R. Roche : Pourquoi cette absence ?

M. Barnier : Les écologistes avaient du succès quand ils étaient différents. Le jour où ils se sont mis à ressembler à tous les autres politiques, ils n'ont plus intéressé. Ils sont un peu autodétruits. C'est leur problème. Je pense que les Français, dans leur vie quotidienne, sont beaucoup plus intéressés et exigeants en matière de qualité de vie : je regrette un peu que les candidats ne le voient pas, peut-être le verra-t-on davantage lors des élections municipales. Une société moins polluée, plus d'arbres dans la ville, plus de pistes cyclables, plus d'espaces naturels protégés : ce sont des sujets qui devront inspirer le prochain Président de la République. M. Balladur est un des rares à avoir parlé d'environnement et à avoir agi.

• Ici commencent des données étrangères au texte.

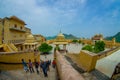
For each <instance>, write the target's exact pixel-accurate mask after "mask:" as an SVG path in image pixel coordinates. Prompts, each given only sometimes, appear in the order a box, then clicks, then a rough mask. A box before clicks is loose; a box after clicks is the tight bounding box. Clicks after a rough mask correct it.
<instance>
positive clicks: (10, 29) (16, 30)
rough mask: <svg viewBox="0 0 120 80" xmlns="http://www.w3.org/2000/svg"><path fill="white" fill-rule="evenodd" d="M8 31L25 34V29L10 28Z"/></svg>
mask: <svg viewBox="0 0 120 80" xmlns="http://www.w3.org/2000/svg"><path fill="white" fill-rule="evenodd" d="M10 30H14V31H19V32H26V30H25V29H19V28H15V27H11V28H10Z"/></svg>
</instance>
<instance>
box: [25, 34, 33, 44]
mask: <svg viewBox="0 0 120 80" xmlns="http://www.w3.org/2000/svg"><path fill="white" fill-rule="evenodd" d="M25 42H26V43H34V42H35V38H34V36H33V35H32V34H29V35H28V36H27V38H26V41H25Z"/></svg>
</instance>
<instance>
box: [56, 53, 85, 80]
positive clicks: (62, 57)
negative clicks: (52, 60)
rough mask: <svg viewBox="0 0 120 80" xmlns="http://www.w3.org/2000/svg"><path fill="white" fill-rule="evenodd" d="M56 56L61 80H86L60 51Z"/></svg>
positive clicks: (57, 65) (59, 73)
mask: <svg viewBox="0 0 120 80" xmlns="http://www.w3.org/2000/svg"><path fill="white" fill-rule="evenodd" d="M55 56H56V64H57V70H58V75H59V78H60V80H85V79H84V78H83V77H82V76H81V75H80V73H78V72H77V71H76V70H75V69H74V68H73V67H72V66H71V65H70V63H68V62H67V60H66V59H65V58H64V57H63V56H62V55H61V54H60V53H59V52H58V51H56V53H55Z"/></svg>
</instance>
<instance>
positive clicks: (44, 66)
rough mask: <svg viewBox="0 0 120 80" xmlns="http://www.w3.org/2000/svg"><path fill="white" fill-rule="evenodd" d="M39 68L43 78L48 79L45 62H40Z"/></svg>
mask: <svg viewBox="0 0 120 80" xmlns="http://www.w3.org/2000/svg"><path fill="white" fill-rule="evenodd" d="M40 67H41V68H42V70H43V74H44V76H45V77H48V74H47V63H46V61H45V62H41V64H40Z"/></svg>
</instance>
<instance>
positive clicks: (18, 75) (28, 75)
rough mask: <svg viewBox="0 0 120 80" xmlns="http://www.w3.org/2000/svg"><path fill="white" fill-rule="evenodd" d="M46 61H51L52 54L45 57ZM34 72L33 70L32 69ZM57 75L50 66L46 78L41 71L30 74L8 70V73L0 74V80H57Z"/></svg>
mask: <svg viewBox="0 0 120 80" xmlns="http://www.w3.org/2000/svg"><path fill="white" fill-rule="evenodd" d="M40 58H41V59H44V56H41V57H40ZM47 59H51V60H52V59H53V54H51V55H47ZM34 70H35V68H34ZM56 76H57V74H56V69H53V68H52V66H50V71H48V77H47V78H46V77H44V74H43V72H42V71H40V74H37V73H36V72H35V73H30V72H27V73H26V72H24V70H23V69H19V70H9V71H2V72H1V73H0V80H57V77H56Z"/></svg>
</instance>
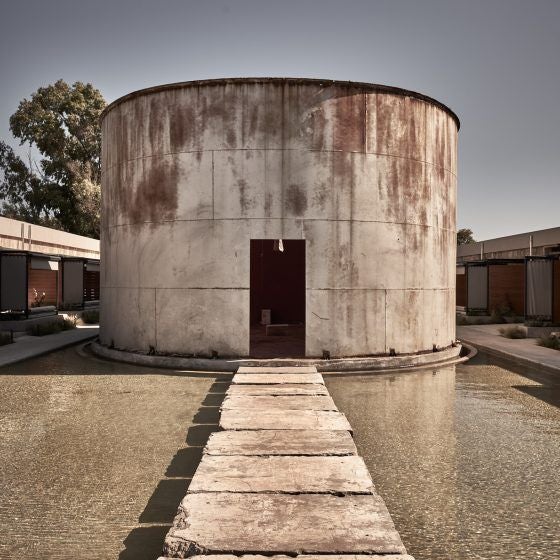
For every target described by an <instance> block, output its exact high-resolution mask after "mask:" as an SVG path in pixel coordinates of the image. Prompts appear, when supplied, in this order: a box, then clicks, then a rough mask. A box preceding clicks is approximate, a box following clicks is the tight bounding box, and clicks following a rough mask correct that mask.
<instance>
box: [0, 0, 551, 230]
mask: <svg viewBox="0 0 560 560" xmlns="http://www.w3.org/2000/svg"><path fill="white" fill-rule="evenodd" d="M0 57H1V58H0V137H1V138H2V139H4V140H7V141H8V142H9V143H11V144H12V145H14V146H15V141H14V140H13V138H12V136H11V134H10V132H9V127H8V119H9V116H10V115H11V114H12V113H13V112H14V111H15V110H16V108H17V105H18V102H19V100H21V99H22V98H24V97H26V96H29V95H30V94H31V93H32V92H33V91H35V90H36V89H37V88H38V87H40V86H43V85H47V84H49V83H53V82H54V81H56V80H57V79H59V78H63V79H64V80H66V81H67V82H70V83H72V82H74V81H77V80H80V81H83V82H91V83H93V84H94V85H95V86H96V87H97V88H99V89H100V90H101V91H102V93H103V95H104V96H105V98H106V99H107V101H109V102H110V101H112V100H114V99H116V98H117V97H120V96H121V95H124V94H125V93H128V92H130V91H133V90H136V89H140V88H143V87H148V86H152V85H156V84H161V83H167V82H177V81H185V80H198V79H204V78H220V77H234V76H292V77H312V78H329V79H339V80H356V81H363V82H374V83H380V84H387V85H393V86H399V87H403V88H406V89H411V90H415V91H418V92H421V93H424V94H426V95H430V96H432V97H435V98H436V99H438V100H439V101H441V102H443V103H445V104H446V105H448V106H449V107H450V108H451V109H453V110H454V111H455V112H456V113H457V114H458V115H459V118H460V119H461V131H460V133H459V206H458V227H470V228H471V229H472V230H473V231H474V233H475V237H476V239H487V238H491V237H497V236H501V235H508V234H513V233H521V232H526V231H530V230H536V229H543V228H547V227H556V226H560V0H343V1H342V0H336V1H331V0H150V1H146V0H111V1H107V0H95V1H85V0H26V1H25V2H24V1H17V0H10V1H8V0H0Z"/></svg>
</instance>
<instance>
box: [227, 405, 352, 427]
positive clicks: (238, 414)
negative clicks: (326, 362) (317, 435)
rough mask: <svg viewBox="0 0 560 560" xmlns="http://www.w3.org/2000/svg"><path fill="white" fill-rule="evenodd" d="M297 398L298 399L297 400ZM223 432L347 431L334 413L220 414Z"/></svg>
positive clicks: (248, 413)
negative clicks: (312, 430)
mask: <svg viewBox="0 0 560 560" xmlns="http://www.w3.org/2000/svg"><path fill="white" fill-rule="evenodd" d="M296 398H297V397H296ZM220 428H221V429H222V430H348V431H349V432H352V428H351V426H350V423H349V422H348V420H347V419H346V416H344V414H342V413H341V412H336V411H334V410H282V409H273V410H266V409H256V410H249V409H243V410H231V409H227V410H223V411H222V414H221V415H220Z"/></svg>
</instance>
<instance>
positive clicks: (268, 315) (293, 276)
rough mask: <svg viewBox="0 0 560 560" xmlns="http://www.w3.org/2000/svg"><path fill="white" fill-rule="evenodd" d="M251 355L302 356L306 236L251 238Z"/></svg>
mask: <svg viewBox="0 0 560 560" xmlns="http://www.w3.org/2000/svg"><path fill="white" fill-rule="evenodd" d="M250 316H251V340H250V354H251V357H253V358H287V357H290V358H295V357H303V356H305V240H303V239H296V240H292V239H288V240H272V239H251V310H250Z"/></svg>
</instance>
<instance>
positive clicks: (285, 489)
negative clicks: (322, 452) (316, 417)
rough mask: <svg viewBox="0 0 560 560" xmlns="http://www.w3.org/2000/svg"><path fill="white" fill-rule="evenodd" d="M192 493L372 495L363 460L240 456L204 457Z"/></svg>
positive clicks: (372, 492) (329, 458)
mask: <svg viewBox="0 0 560 560" xmlns="http://www.w3.org/2000/svg"><path fill="white" fill-rule="evenodd" d="M189 492H257V493H258V492H276V493H288V494H305V493H317V494H336V493H338V494H340V493H344V494H372V493H373V492H374V488H373V482H372V480H371V477H370V475H369V472H368V470H367V467H366V465H365V463H364V460H363V459H362V458H361V457H357V456H349V457H240V456H211V455H204V456H203V457H202V461H201V462H200V465H199V466H198V469H197V470H196V473H195V475H194V477H193V479H192V481H191V483H190V485H189Z"/></svg>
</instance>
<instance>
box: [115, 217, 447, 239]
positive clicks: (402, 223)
mask: <svg viewBox="0 0 560 560" xmlns="http://www.w3.org/2000/svg"><path fill="white" fill-rule="evenodd" d="M254 221H261V222H266V221H270V222H271V221H288V222H290V221H292V222H294V224H297V223H298V222H300V223H302V224H304V223H305V222H325V223H339V222H340V223H357V224H388V225H394V226H413V227H419V228H426V229H433V230H436V231H447V232H450V233H453V234H455V233H456V231H455V230H454V229H450V228H444V227H438V226H434V225H432V224H418V223H415V222H397V221H394V222H391V221H384V220H360V219H354V218H341V219H338V218H300V217H297V218H296V217H293V218H292V217H289V218H283V217H279V218H273V217H270V218H267V217H263V218H255V217H240V218H177V219H173V220H159V221H157V222H156V221H151V220H146V221H143V222H127V223H124V224H112V225H107V226H106V227H107V229H116V228H121V227H131V226H142V225H148V224H156V225H159V224H174V223H198V222H254ZM271 239H272V238H271ZM283 239H289V238H287V237H285V238H283ZM294 239H300V238H299V237H298V238H294Z"/></svg>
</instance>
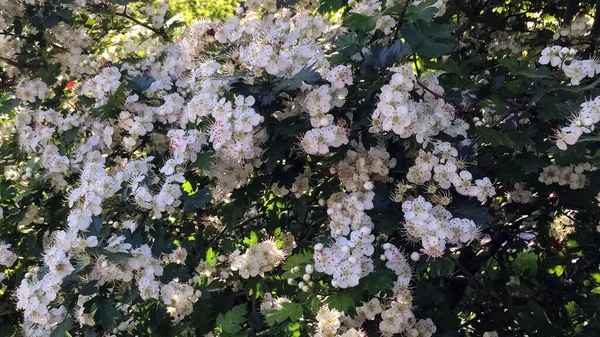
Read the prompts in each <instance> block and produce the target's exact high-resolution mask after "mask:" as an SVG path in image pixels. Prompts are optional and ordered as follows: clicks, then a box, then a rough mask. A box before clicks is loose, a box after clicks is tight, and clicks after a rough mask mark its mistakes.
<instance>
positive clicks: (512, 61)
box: [499, 58, 552, 79]
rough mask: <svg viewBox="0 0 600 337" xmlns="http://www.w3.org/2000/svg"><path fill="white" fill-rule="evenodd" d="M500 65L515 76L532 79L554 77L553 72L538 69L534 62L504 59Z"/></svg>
mask: <svg viewBox="0 0 600 337" xmlns="http://www.w3.org/2000/svg"><path fill="white" fill-rule="evenodd" d="M499 63H500V65H502V66H504V67H506V68H508V70H509V72H510V74H511V75H513V76H522V77H526V78H530V79H541V78H546V77H550V76H552V71H551V70H550V68H548V67H543V66H542V67H539V68H536V64H535V63H534V62H528V61H524V60H518V59H512V58H504V59H501V60H499Z"/></svg>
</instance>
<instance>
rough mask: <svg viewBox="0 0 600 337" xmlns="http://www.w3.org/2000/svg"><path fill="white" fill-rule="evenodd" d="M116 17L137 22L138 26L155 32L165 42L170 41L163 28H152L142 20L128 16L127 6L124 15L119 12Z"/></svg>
mask: <svg viewBox="0 0 600 337" xmlns="http://www.w3.org/2000/svg"><path fill="white" fill-rule="evenodd" d="M115 15H117V16H121V17H124V18H126V19H129V20H131V21H133V22H135V23H136V24H137V25H140V26H142V27H144V28H146V29H149V30H151V31H153V32H154V33H156V34H158V35H160V36H161V37H162V38H163V39H165V40H168V39H169V36H168V35H167V33H166V32H165V31H164V30H163V29H162V28H160V29H157V28H154V27H152V26H150V25H148V24H146V23H143V22H141V21H140V20H138V19H136V18H134V17H133V16H131V15H129V14H127V6H125V9H124V10H123V13H119V12H117V13H115Z"/></svg>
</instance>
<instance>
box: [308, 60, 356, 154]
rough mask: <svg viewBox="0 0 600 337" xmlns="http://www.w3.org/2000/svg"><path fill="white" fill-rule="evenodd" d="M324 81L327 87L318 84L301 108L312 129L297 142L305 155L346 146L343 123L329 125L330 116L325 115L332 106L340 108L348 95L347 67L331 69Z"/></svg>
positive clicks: (309, 95) (346, 138) (332, 121)
mask: <svg viewBox="0 0 600 337" xmlns="http://www.w3.org/2000/svg"><path fill="white" fill-rule="evenodd" d="M327 80H328V81H329V82H331V87H330V86H329V85H322V86H320V87H318V88H316V89H313V90H312V91H310V92H309V93H308V94H307V95H306V99H305V100H304V104H303V106H304V109H306V111H307V112H308V113H309V115H310V122H311V125H312V126H313V129H311V130H309V131H307V132H306V133H305V134H304V136H303V137H302V140H301V142H300V146H301V147H302V149H303V150H304V151H305V152H306V153H308V154H321V155H324V154H327V153H329V148H330V147H340V146H342V145H344V144H347V143H348V134H347V133H348V131H347V130H346V128H345V127H344V126H343V124H342V123H341V121H340V122H338V124H333V122H334V118H333V115H331V114H329V112H330V111H331V109H332V108H333V107H341V106H343V104H344V102H345V101H344V98H345V97H346V95H347V93H348V89H347V88H346V87H345V86H346V85H351V84H352V71H351V69H350V67H346V66H338V67H336V68H334V69H332V70H331V71H330V72H329V73H328V75H327Z"/></svg>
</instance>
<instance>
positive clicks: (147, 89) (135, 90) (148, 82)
mask: <svg viewBox="0 0 600 337" xmlns="http://www.w3.org/2000/svg"><path fill="white" fill-rule="evenodd" d="M126 79H127V85H126V89H127V90H130V91H136V92H138V93H140V94H141V93H144V92H145V91H146V90H148V88H150V86H151V85H152V83H154V78H152V77H150V76H146V75H137V76H129V77H126Z"/></svg>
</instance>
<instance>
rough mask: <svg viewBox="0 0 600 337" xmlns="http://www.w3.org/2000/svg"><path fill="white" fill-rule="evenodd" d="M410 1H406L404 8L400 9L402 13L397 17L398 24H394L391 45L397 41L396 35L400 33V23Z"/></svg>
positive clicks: (411, 1)
mask: <svg viewBox="0 0 600 337" xmlns="http://www.w3.org/2000/svg"><path fill="white" fill-rule="evenodd" d="M411 2H412V1H409V0H406V4H405V5H404V8H402V12H401V13H400V15H399V16H398V23H397V24H396V31H395V32H394V38H393V39H392V43H394V42H395V41H396V40H397V39H398V33H400V26H402V22H403V21H404V14H405V13H406V9H407V8H408V5H410V4H411Z"/></svg>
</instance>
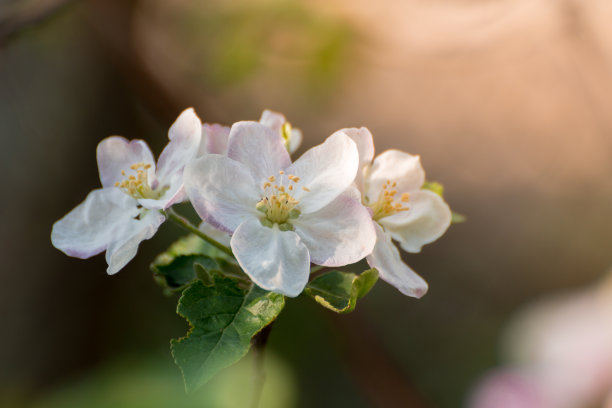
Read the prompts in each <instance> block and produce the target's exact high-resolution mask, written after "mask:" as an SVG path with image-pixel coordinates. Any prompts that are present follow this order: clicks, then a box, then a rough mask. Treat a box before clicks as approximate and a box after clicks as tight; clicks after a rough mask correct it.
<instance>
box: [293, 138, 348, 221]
mask: <svg viewBox="0 0 612 408" xmlns="http://www.w3.org/2000/svg"><path fill="white" fill-rule="evenodd" d="M358 163H359V155H358V153H357V146H356V145H355V142H353V141H352V140H351V138H349V137H348V136H347V135H345V134H344V133H343V132H336V133H334V134H333V135H331V136H330V137H328V138H327V140H325V142H324V143H323V144H321V145H319V146H315V147H313V148H312V149H310V150H308V151H307V152H306V153H304V154H303V155H302V156H301V157H300V158H299V159H297V160H296V161H295V163H293V164H292V165H291V166H289V167H288V168H287V170H286V173H287V174H293V175H295V176H297V177H299V178H300V182H299V184H297V189H296V190H295V193H294V195H293V196H294V197H295V198H296V199H297V200H299V201H300V204H299V209H300V211H302V213H303V214H307V213H311V212H314V211H317V210H319V209H321V208H323V207H324V206H326V205H327V204H329V203H330V202H331V201H332V200H334V199H335V198H336V197H338V196H339V195H340V194H341V193H342V192H344V191H345V190H346V189H347V188H348V187H349V186H350V185H351V183H353V181H354V180H355V175H356V173H357V166H358ZM303 187H305V188H307V189H308V191H306V190H303Z"/></svg>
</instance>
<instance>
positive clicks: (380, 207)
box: [370, 180, 410, 221]
mask: <svg viewBox="0 0 612 408" xmlns="http://www.w3.org/2000/svg"><path fill="white" fill-rule="evenodd" d="M396 186H397V183H396V182H395V181H394V182H393V183H391V180H387V182H386V183H385V184H383V188H382V190H381V192H380V194H379V195H378V200H377V201H375V202H374V203H372V205H370V208H371V209H372V212H373V215H372V219H374V221H378V220H379V219H381V218H384V217H388V216H390V215H393V214H397V213H398V212H401V211H408V210H409V209H410V208H409V207H407V206H404V204H403V203H407V202H409V201H410V194H409V193H403V194H402V195H401V196H400V199H399V202H398V201H395V196H396V194H397V190H396V189H395V187H396Z"/></svg>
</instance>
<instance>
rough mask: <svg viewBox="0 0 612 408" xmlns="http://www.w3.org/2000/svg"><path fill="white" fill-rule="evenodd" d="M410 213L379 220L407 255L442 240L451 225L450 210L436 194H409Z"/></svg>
mask: <svg viewBox="0 0 612 408" xmlns="http://www.w3.org/2000/svg"><path fill="white" fill-rule="evenodd" d="M407 205H408V208H409V210H408V211H401V212H399V213H396V214H394V215H391V216H389V217H384V218H381V219H380V220H378V222H379V223H380V225H382V226H383V227H385V230H386V231H388V232H389V233H390V234H391V236H392V237H393V239H395V240H396V241H398V242H399V243H400V245H401V247H402V249H404V250H405V251H408V252H420V251H421V248H422V247H423V245H425V244H429V243H430V242H433V241H435V240H436V239H438V238H440V237H441V236H442V235H443V234H444V233H445V232H446V230H447V229H448V227H449V226H450V222H451V210H450V208H449V207H448V204H446V203H445V202H444V200H443V199H442V197H440V196H439V195H437V194H436V193H434V192H431V191H427V190H419V191H415V192H412V193H410V201H408V204H407Z"/></svg>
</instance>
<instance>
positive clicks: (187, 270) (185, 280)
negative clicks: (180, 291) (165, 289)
mask: <svg viewBox="0 0 612 408" xmlns="http://www.w3.org/2000/svg"><path fill="white" fill-rule="evenodd" d="M151 271H153V278H154V279H155V282H156V283H157V284H159V285H160V286H161V287H163V288H166V289H169V291H168V292H169V293H173V292H176V291H177V290H181V289H183V288H184V287H185V286H186V285H187V284H189V283H191V282H192V281H194V280H195V279H196V278H197V279H200V280H202V281H203V282H204V283H205V284H207V285H211V284H212V275H211V274H214V273H222V274H226V275H231V276H234V277H237V278H246V275H244V273H243V272H242V270H241V269H240V267H239V266H238V265H237V264H236V263H235V260H233V259H232V258H230V257H229V256H227V255H226V254H225V253H224V252H222V251H219V250H218V249H217V248H215V247H213V246H211V245H209V244H208V243H207V242H206V241H204V240H202V239H201V238H199V237H198V236H196V235H193V234H190V235H187V236H185V237H183V238H181V239H179V240H178V241H176V242H174V243H173V244H172V245H171V246H170V247H169V248H168V249H167V250H166V251H165V252H162V253H161V254H159V255H158V256H157V257H156V258H155V260H154V261H153V263H151Z"/></svg>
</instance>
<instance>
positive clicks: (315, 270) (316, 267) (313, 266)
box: [310, 265, 325, 273]
mask: <svg viewBox="0 0 612 408" xmlns="http://www.w3.org/2000/svg"><path fill="white" fill-rule="evenodd" d="M323 268H325V266H322V265H317V266H313V267H312V268H310V273H315V272H319V271H320V270H321V269H323Z"/></svg>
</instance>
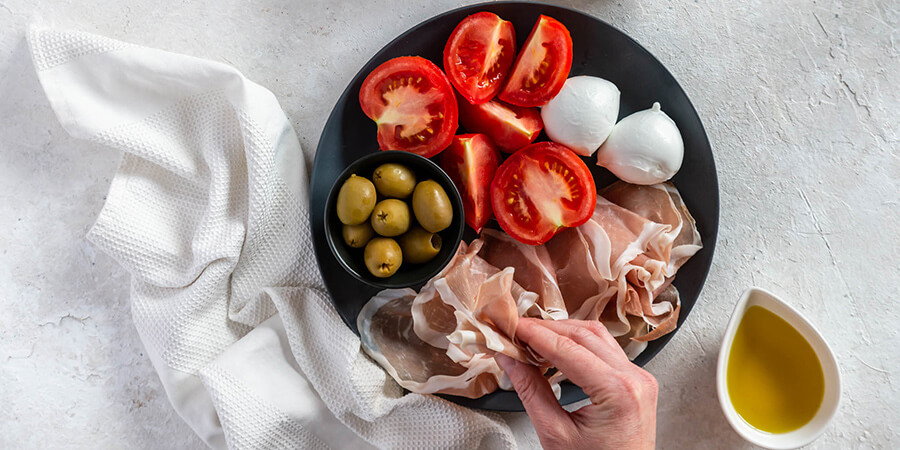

R. Roche : Cette campagne est-elle « dégueulasse » ?

M. Barnier : Je trouve dommage que ce qui ressort de cette campagne, ce sont des affaires, des polémiques, des coups bas. Les Français doivent être déçus. J'aimerais bien qu'au bout du compte, les Français ne soient pas frustrés de leur débat et de leur élection. Idem pour les sondages : quand ils étaient bons… Ce ne sont pas les sondages qui font l'élection. Et ce ne sont pas les affaires et les coups bas qui font le débat. Parlons des vrais sujets, des défis qui vont arriver très vite sur l'Europe. J'appartiens au mouvement gaulliste et je soutiens E. Balladur qui appartient à la même famille politique. Nous nous retrouverons assez facilement après l'élection présidentielle. Mais le vrai rendez-vous pour le mouvement gaulliste, ce sera l'échéance européenne. Je regrette qu'on n'en parle pas davantage, qu'il y ait une sorte d'ambiguïté sur ce sujet. Comment créer réellement des emplois sans raconter d'histoires ? Ce sont ces sujets qui intéressent réellement les Français.

R. Roche : E. Balladur va-t-il aller jusqu'au bout ? Comment faire pour remonter la pente ?

M. Barnier : E. Balladur qui a vu se concentrer contre lui tous les coups, tous les coups bas, toutes les polémiques pendant des semaines et d'autant plus déterminé. Il a probablement aussi changé dans cette campagne. C'est un homme qui a une certaine pudeur, une certaine sobriété, c'est à son honneur. Je le vois maintenant avoir envie de davantage s'expliquer. J'en suis heureux. Il va vers les Français, au plus près d'eux. Mais il reste ce qu'il est : un homme qui marche au milieu de la route, qui se tient la tête droite, qui gérera l'État sans raconter d'histoires, sans promesses, sans démagogie et qui aura le comportement digne que les Français attendent du Président de la République.

R. Roche : Avez-vous des précisions à donner sur la vente d'armes à l'Iran ?

M. Barnier : Je n'ai aucun commentaire à faire dans cette affaire que nous découvrons dans la presse. Ça fait probablement partie de cette succession de révélations et d'affaires qui sortent en ce moment. J'aimerais que l'on revienne aux vrais sujets et que l'on arrête les attaques personnelles d'où qu'elles viennent et quelle que soit leur direction, et que l'on parle des vrais sujets qui intéressent les Français aujourd'hui.